When someone hurts me, they are giving me the pain which is too great for them to hold. If I resist it, it hurts and persists as anger and resentment. If I am willing to receive it, it hurts and then passes through me. This way, I don't hold onto any resentment and there's nothing and no one to forgive. And the person who gave me the pain gets to see it right in front of his or her nose and has the opportunity (because of my willingness to feel it) to safely feel what was previously too much to feel and thereby to achieve some degree of healing for him or herself. The pain, if shared in this way, becomes a catalyst for healing instead of hurting. When one becomes completely willing to feel the pain, forgiveness and healing automatically follow.

There are three aspects of forgiveness:

  1. we need to forgive others for the hurt they have inflicted upon us.
  2. we need to allow ourselves to be forgiven by others for the hurt we have caused them.
  3. ultimately, we need to forgive ourselves for holding others and ourselves out of our heart because we're unable to bear the pain.

When we can forgive ourselves for being perfectly imperfect, acknowledging and taking full responsibility for the Pain, however it was given to us, however it was received by us, we can live our lives fully and freely.

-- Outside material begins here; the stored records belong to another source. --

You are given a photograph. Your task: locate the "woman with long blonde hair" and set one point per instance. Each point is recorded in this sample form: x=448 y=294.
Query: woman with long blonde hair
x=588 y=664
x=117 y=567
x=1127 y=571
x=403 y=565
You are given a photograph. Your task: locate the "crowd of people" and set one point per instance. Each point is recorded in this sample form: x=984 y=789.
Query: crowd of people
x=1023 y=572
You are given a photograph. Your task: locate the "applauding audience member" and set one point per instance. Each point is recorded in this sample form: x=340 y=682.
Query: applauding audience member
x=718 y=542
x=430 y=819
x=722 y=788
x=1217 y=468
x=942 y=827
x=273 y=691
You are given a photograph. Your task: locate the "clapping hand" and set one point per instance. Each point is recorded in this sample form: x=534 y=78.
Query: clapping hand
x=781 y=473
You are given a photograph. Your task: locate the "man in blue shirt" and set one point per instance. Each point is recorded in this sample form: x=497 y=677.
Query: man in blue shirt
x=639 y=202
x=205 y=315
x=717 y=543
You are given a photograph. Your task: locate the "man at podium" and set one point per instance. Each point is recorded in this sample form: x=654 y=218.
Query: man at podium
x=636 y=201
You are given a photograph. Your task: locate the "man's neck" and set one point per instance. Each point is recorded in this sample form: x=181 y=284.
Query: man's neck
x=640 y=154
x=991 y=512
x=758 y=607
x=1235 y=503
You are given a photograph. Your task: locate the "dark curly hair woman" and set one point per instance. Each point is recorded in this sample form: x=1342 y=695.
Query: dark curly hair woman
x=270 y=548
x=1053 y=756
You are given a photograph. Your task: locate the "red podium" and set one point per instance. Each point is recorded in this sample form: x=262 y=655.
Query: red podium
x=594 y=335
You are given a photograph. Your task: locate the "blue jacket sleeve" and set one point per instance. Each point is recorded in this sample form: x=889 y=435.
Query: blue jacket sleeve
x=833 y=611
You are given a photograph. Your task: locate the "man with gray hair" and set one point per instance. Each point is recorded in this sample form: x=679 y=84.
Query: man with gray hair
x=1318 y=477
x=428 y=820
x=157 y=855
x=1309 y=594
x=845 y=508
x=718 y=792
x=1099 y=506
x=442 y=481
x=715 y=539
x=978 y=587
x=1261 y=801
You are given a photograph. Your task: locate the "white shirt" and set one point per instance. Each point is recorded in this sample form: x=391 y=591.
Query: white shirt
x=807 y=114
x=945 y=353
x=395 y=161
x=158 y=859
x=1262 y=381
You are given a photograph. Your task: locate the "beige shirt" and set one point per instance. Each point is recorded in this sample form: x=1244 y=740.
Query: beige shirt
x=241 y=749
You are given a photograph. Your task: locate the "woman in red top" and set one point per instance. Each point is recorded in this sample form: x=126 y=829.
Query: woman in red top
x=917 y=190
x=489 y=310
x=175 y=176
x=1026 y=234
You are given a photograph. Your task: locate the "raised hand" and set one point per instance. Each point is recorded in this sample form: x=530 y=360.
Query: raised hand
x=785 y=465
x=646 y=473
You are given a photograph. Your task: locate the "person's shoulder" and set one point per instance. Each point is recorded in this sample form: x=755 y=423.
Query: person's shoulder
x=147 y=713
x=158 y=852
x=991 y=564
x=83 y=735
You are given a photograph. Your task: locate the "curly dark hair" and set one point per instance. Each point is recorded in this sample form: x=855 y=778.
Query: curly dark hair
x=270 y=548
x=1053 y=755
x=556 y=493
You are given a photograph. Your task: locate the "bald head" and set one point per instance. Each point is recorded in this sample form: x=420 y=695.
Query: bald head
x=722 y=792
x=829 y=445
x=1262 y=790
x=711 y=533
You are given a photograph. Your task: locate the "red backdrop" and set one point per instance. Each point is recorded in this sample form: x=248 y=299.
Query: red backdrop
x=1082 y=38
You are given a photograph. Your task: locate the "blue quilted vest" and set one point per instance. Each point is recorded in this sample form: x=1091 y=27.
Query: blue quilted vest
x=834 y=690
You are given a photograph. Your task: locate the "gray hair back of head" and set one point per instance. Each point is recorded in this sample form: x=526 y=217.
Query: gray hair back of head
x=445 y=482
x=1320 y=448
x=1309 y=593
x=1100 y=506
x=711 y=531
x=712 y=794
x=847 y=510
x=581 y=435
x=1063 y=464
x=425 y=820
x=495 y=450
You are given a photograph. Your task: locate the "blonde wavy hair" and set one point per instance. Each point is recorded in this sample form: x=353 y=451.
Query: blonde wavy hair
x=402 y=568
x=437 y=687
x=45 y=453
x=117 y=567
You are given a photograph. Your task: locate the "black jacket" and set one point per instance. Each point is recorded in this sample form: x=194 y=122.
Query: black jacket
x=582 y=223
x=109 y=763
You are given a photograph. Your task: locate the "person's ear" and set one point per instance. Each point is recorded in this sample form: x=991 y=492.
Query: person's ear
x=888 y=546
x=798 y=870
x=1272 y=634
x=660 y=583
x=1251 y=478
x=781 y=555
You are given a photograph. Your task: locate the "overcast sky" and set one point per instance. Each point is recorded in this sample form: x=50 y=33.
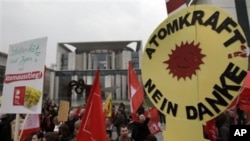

My all-time favorite and most forgiving quote is attributed to Dogen Zenji, one of Japan's two greatest Zen Masters: "My life has been one mistake after another." Dogen is forgiving himself and acknowledging that when one is truly working on him or herself, that person's awareness is continually opening to see greater and greater truths and, consequently, always seeing how limited his or her awareness was the moment before.

What would your life be like if you had forgiven everyone for everything?